To help the situation make changes to GPU discovery:
1) Delay releasing the firmware framebuffer until after early_init
completed.  This will help the situation of an older kernel that doesn't
yet support the IP blocks probing a new GPU. IP discovery will have failed.
2) Request loading all PSP, VCN, SDMA, SMU, DMCUB, MES and GC microcode
into memory during early_init. This will help the situation of new enough
kernel for the IP discovery phase to otherwise pass but missing microcode
from linux-firmware.git.

v3->v4:
 * Rework to delay framebuffer release until early_init is done
 * Make individual IPs load microcode during early init phase
 * Add SMU and DMCUB cases for early_init loading
 * Add some new helper code for wrapping request_firmware calls (needed for
   early_init to return something besides -ENOENT)
v2->v3:
 * Pick up tags for patches 1-10
 * Rework patch 11 to not validate during discovery
 * Fix bugs with GFX9 due to gfx.num_gfx_rings not being set during discovery
 * Fix naming scheme for SDMA on dGPUs
v1->v2:
 * Take the suggestion from v1 thread to delay the framebuffer release until
   ip discovery is done. This patch is CC to stable to that older stable
   kernels with IP discovery won't try to probe unknown IP.
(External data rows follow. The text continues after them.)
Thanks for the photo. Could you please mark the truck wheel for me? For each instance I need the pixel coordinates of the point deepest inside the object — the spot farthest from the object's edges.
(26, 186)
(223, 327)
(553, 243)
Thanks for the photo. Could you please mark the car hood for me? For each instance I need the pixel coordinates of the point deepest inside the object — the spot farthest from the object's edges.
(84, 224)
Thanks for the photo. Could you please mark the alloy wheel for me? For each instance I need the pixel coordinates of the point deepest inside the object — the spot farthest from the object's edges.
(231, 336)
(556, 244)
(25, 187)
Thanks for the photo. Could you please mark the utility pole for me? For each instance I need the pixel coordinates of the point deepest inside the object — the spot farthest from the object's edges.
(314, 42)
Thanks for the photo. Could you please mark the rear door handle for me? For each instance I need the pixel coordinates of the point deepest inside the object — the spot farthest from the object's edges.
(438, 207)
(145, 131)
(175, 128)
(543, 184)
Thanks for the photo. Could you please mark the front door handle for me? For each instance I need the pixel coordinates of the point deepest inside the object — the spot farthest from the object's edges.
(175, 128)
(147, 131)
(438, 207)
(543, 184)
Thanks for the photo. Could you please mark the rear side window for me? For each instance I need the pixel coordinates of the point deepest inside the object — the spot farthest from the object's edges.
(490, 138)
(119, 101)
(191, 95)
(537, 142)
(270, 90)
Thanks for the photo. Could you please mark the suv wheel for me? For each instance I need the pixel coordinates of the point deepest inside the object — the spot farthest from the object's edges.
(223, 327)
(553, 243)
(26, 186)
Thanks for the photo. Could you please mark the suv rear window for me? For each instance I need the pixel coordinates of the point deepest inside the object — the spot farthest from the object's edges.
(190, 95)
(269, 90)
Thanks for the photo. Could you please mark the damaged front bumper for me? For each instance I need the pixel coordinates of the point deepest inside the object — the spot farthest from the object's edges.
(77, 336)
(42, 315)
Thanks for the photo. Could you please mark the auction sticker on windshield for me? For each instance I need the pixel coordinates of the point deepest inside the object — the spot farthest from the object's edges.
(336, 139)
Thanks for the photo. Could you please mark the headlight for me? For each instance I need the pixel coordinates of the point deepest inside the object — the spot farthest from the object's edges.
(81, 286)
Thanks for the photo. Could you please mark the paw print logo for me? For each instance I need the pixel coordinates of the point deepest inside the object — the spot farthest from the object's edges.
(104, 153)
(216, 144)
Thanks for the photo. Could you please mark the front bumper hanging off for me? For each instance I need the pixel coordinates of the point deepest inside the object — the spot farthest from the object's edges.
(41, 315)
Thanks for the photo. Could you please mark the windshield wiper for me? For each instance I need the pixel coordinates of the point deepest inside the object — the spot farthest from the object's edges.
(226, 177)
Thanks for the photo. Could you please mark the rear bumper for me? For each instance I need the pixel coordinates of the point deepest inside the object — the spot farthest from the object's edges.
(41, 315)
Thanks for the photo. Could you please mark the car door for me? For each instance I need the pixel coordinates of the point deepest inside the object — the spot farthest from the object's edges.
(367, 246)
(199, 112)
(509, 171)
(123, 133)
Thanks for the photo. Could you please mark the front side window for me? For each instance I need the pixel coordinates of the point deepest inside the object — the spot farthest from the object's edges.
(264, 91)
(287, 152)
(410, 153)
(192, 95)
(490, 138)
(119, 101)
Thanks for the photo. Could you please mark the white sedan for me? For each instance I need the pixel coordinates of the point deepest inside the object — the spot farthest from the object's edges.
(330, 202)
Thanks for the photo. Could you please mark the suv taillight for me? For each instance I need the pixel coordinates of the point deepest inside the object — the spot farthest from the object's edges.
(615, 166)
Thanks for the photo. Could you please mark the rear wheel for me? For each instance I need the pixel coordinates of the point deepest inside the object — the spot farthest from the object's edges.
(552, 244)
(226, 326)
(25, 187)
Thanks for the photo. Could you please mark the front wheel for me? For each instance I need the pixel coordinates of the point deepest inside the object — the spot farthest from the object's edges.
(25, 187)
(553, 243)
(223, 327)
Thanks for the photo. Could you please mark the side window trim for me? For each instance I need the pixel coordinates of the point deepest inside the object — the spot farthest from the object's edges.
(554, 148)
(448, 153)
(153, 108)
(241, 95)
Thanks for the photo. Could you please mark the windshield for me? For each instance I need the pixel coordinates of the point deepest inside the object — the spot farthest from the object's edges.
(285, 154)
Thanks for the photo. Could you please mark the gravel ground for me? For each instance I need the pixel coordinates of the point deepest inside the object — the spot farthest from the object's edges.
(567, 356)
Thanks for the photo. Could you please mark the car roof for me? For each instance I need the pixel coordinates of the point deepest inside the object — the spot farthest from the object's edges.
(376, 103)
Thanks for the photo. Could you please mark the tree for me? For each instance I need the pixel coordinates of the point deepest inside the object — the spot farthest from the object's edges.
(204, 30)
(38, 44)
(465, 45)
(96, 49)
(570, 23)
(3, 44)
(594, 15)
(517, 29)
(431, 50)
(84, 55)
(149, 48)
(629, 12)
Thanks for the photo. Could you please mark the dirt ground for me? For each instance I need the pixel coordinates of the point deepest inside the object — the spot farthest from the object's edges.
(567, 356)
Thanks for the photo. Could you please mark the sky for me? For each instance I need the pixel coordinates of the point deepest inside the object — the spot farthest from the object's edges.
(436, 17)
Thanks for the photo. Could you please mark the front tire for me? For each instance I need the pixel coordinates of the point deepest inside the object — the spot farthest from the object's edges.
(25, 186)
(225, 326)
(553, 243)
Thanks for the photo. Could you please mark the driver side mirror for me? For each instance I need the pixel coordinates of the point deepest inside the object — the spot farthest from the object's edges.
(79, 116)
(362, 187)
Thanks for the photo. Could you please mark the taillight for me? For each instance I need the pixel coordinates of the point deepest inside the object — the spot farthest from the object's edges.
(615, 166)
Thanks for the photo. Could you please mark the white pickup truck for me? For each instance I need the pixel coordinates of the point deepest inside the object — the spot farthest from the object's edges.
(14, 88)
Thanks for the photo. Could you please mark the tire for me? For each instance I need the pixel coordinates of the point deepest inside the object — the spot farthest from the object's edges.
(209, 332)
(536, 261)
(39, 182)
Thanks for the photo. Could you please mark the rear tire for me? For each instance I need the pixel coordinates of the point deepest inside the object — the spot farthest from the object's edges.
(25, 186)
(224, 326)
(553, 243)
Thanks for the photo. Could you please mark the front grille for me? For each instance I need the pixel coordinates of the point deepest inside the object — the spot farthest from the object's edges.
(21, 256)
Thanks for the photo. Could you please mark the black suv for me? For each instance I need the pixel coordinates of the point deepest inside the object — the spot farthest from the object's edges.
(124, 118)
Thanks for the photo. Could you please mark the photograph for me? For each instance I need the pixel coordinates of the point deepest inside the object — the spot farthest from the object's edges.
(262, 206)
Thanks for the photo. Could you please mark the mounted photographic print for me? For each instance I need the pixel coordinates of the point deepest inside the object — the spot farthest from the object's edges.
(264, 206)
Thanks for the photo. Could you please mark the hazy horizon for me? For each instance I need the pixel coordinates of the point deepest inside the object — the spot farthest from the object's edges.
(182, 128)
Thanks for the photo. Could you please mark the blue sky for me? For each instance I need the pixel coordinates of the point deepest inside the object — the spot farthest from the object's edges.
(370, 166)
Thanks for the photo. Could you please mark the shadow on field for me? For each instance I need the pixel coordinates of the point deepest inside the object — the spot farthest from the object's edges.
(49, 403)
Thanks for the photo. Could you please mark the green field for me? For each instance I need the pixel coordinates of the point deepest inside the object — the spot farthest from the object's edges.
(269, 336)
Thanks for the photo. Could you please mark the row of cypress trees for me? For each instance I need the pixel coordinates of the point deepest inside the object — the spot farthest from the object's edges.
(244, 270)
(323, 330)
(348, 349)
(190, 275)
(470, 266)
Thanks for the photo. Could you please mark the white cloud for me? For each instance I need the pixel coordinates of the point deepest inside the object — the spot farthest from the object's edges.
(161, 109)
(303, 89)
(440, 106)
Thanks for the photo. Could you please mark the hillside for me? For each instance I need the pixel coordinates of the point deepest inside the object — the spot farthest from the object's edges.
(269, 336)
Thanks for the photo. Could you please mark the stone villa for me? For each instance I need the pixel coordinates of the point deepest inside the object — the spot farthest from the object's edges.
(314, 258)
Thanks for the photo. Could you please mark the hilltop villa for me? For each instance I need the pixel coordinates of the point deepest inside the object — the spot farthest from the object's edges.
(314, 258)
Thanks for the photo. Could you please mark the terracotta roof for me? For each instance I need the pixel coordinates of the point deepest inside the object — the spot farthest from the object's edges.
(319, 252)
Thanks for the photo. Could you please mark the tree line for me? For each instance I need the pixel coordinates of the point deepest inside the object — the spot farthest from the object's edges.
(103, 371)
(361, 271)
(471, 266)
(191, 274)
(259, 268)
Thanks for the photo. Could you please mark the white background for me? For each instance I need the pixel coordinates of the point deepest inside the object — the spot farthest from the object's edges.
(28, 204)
 * Drop changes to drm aperature.
 * Fetch SDMA, VCN, MES, GC and PSP microcode during IP discovery.
Mario Limonciello (27):
  drm/amd: Delay removal of the firmware framebuffer
  drm/amd: Add a legacy mapping to "amdgpu_ucode_ip_version_decode"
  drm/amd: Convert SMUv11 microcode to use
    `amdgpu_ucode_ip_version_decode`
  drm/amd: Convert SMUv13 microcode to use
    `amdgpu_ucode_ip_version_decode`
  drm/amd: Add a new helper for loading/validating microcode
  drm/amd: Use `amdgpu_ucode_load` helper for SDMA
  drm/amd: Convert SDMA to use `amdgpu_ucode_ip_version_decode`
  drm/amd: Make SDMA firmware load failures less noisy.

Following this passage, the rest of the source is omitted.